La cour d’appel en a exactement déduit que les clauses litigieuses, qui soumettaient la résiliation du contrat à des modalités plus rigoureuses pour l’élève que pour la société créaient un déséquilibre significatif au détriment de l’étudiant et qu’elles devaient en conséquence être déclarées abusives et réputées non écrites.  

Le moyen n’est donc pas fondé ». 

ANALYSE : 

La première chambre civile de la Cour de cassation retient que dans un contrat d’inscription privé, les clauses ayant pour objet de soumettre la résiliation du contrat à des modalités plus rigoureuses pour l’une des parties créé un déséquilibre significatif entre les droits et obligations des parties.

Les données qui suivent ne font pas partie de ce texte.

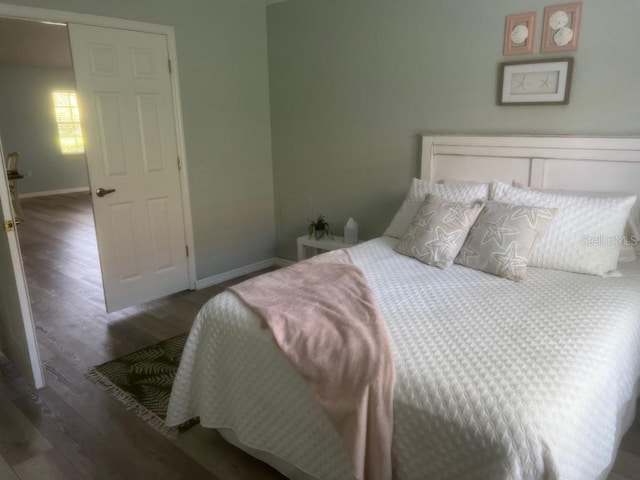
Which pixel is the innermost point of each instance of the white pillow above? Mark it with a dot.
(585, 235)
(632, 230)
(462, 193)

Dès lors, elles doivent être déclarées abusives et réputées non écrites.  

Une clause peut être réputée abusive sur différents fondements. Tout d’abord, il peut s’agir d’une « clause noire » qui est irréfragablement abusive (article R212-1 du Code de la consommation). Ensuite, il peut s’agir d’une « clause grise » qui est présumée abusive sauf preuve contraire (article R212-2 du Code de la consommation). Enfin, l’ancien article L132-1 du Code de la consommation abrogé par l’ordonnance n°2016-301 du 14 mars 2016 (applicable au litige) devenu l’article L212-1 du Code de la consommation énonce : « Dans les contrats conclus entre professionnels et consommateurs, sont abusives les clauses qui ont pour objet ou pour effet de créer, au détriment du consommateur, un déséquilibre significatif entre les droits et obligations des parties au contrat ».  

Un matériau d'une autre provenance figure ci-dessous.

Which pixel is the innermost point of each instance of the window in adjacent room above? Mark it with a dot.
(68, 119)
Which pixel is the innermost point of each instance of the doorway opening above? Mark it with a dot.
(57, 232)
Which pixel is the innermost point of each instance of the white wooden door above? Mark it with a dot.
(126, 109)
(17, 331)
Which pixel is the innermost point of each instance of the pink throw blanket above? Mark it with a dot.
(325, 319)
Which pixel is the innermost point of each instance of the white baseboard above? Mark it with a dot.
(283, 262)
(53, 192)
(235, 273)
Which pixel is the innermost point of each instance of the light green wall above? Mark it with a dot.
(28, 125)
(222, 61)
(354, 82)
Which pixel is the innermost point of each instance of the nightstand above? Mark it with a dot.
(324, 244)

La jurisprudence européenne pose différents critères généraux d’appréciation : « La transparence forme avec la bonne foi, et le déséquilibre, les critères généraux de la clause abusive» (CJUE, 28 juill. 2016, aff. C-191/15, Verein für Konsumenteninformation). Par conséquent, il existe trois critères d’appréciation d’une clause abusive : la bonne foi, l’équilibre et la transparence.  

S’agissant de l’équilibre, la Cour de cassation se fonde parfois, pour le caractériser, sur le défaut de réciprocité entre les droits du professionnel et les obligations du consommateur. C’est le cas en l’espèce puisque l’école pouvait résilier le contrat « en cas d’incident suscité par l’étudiant, tel que l’absentéisme et un comportement contraire au règlement intérieur et, mais seulement avant le début des cours, en cas d’effectif insuffisant ou de raison pédagogique et d’organisation majeure » alors que l’élève ne pouvait résilier le contrat qu’en cas de force majeure ou de circonstances exceptionnelles et graves. 

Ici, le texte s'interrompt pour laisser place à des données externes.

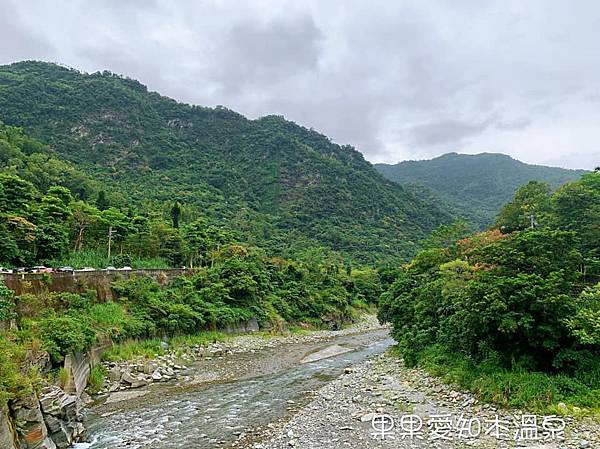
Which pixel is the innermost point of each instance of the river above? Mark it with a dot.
(211, 415)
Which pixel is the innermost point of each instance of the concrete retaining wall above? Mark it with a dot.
(80, 281)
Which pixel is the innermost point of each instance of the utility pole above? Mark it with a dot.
(111, 232)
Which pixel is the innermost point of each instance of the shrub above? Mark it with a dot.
(65, 334)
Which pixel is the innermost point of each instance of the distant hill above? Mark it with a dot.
(277, 184)
(475, 186)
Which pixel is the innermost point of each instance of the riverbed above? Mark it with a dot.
(222, 400)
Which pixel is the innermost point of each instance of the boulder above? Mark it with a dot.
(134, 381)
(115, 374)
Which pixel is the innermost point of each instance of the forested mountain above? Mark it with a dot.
(475, 186)
(274, 183)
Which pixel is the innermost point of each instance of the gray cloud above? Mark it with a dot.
(397, 79)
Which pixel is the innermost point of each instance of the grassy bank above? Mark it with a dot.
(543, 393)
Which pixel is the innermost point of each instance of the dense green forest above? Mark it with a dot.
(273, 183)
(512, 312)
(474, 186)
(239, 284)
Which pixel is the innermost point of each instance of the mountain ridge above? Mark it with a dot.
(278, 184)
(475, 185)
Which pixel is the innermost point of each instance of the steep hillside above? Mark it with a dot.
(475, 186)
(277, 184)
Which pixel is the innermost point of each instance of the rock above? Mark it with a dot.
(52, 423)
(35, 435)
(115, 373)
(562, 406)
(150, 367)
(368, 417)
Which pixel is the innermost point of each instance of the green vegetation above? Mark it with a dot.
(270, 182)
(96, 380)
(513, 315)
(474, 186)
(238, 284)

La Cour de cassation avait eu l’occasion de juger que la stipulation imposant au client d’un établissement d’enseignement le paiement de l’intégralité des frais de scolarité en cas de rupture anticipée du contrat est abusive en ce qu’elle prive de la possibilité de résilier un contrat « pour motif légitime et impérieux », qu’il revient au juge et non au professionnel d’apprécier (Civ. 1re, 12 oct. 2016, no 15-25.468 – Civ. 1re, 13 déc. 2012, no 11-27/766). 

La Cour d’appel de Toulouse avait également jugé que « L’appréciation par le seul établissement d’enseignement de l’opportunité d’indemniser, partiellement seulement, les frais de scolarité réglés par l’étudiant en cas de force majeure crée une condition purement potestative en faveur dudit établissement d’enseignement » (Cour d’appel, Toulouse, 1re chambre, 1re section, 1 Mars 2021 – n° 18/01919).  

Voir également : 

– Cour d’appel, Toulouse, 1re chambre, 1re section, 1 Mars 2021 – n° 18/01919 

– Cass. civ. 1re, 12 oct. 2016, no 15-25.468  

– Cass. civ. 1re, 13 déc. 2012, no 11-27.766

CA Amiens 27 septembre 2018

Contrat de formation dans un établissement d’enseignement – clauses de résiliation – clause abusive (oui)

ANALYSE :

Est abusive la clause d’un contrat d’enseignement qui prévoit qu’à compter du huitième jour de la signature et après la date de la rentrée scolaire tout désistement entraîne le paiement immédiat du solde de la scolarité annuel, aucun remboursement ni réduction des frais de scolarité ne pouvant être consenti en cas de départ volontaire empêchant les parents de se dégager du contrat, même pour un motif légitime et impérieux, alors que le contrat réserve la possibilité pour le professionnel d’annuler le contrat en cas d’effectif insuffisant, sans autre précision ou en cours d’année dans les conditions prévue au règlement intérieur ou en cas de non-respect des échéances tout en mettant à la charge de l’étudiant une partie voire la totalité des frais de scolarité.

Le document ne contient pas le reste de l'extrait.